As illustrated by the GFERCA experience, it will likely take a concerted effort by those outside the Treasury to see movement on a net wealth tax. This will be opposed by business-aligned forces until it is eventually accepted as the logical course of action.
Third, the decision to deploy the GFECRA in the manner in which it was — piecemeal and as a small cushion against budget cuts — is emblematic of the dysfunctional approach to national investment adopted by the Treasury.
In the face of crumbling economic and social infrastructure and rising levels of destitution there is no viable vision for economic renewal.
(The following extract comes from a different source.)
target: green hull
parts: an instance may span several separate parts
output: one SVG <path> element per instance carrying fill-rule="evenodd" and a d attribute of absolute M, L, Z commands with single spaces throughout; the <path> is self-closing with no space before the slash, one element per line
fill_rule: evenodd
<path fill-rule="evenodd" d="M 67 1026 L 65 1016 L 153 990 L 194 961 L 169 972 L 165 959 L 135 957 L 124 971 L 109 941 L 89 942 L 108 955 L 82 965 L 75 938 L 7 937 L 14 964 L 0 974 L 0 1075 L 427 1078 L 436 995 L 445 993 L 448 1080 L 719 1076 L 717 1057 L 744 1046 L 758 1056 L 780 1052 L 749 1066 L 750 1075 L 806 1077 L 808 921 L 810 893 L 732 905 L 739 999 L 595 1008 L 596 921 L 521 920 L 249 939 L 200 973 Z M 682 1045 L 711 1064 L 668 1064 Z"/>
As we argued at the close of 2023, the GFECRA funds could be dedicated to bold and strategic investment plans in critical infrastructure, state-owned enterprise (SOE) support, a basic income grant, or capitalising development finance institutions or a sovereign wealth fund. This list is not exhaustive, but it offers an opportunity to use these one-off funds cleverly and break from a fiscal policy stance that fails to ramp up state investment.
Instead, the Treasury is counting on private sector investment to ride to the rescue. It has doubled down on the use of private-public partnerships and leveraging private finance for infrastructure development and rescuing key network industries and SOEs.
This is a fanciful solution to the government’s mismanagement and underinvestment. Worldwide, private financial investment in infrastructure has slowed and failed to meet development targets. When investment does occur, the state assumes disproportionate risks and the private sector is guaranteed profit, often at the expense of the environment and the poor accessing critical services. Also ignored is that private sector investment is not itself a solution to government incapacity as it requires significant capacity (of a different sort) to ensure proper regulatory oversight and the harnessing of private investment for developmental gains.
The GFECRA balance — of which R350bn still remains untapped — could have been a basis for the type of investment the economy sorely needs.
In all these respects, while we welcome the R150bn cushion, the Treasury’s use of these funds is a reflection of, rather than a departure from, its worn and failed fiscal conservatism.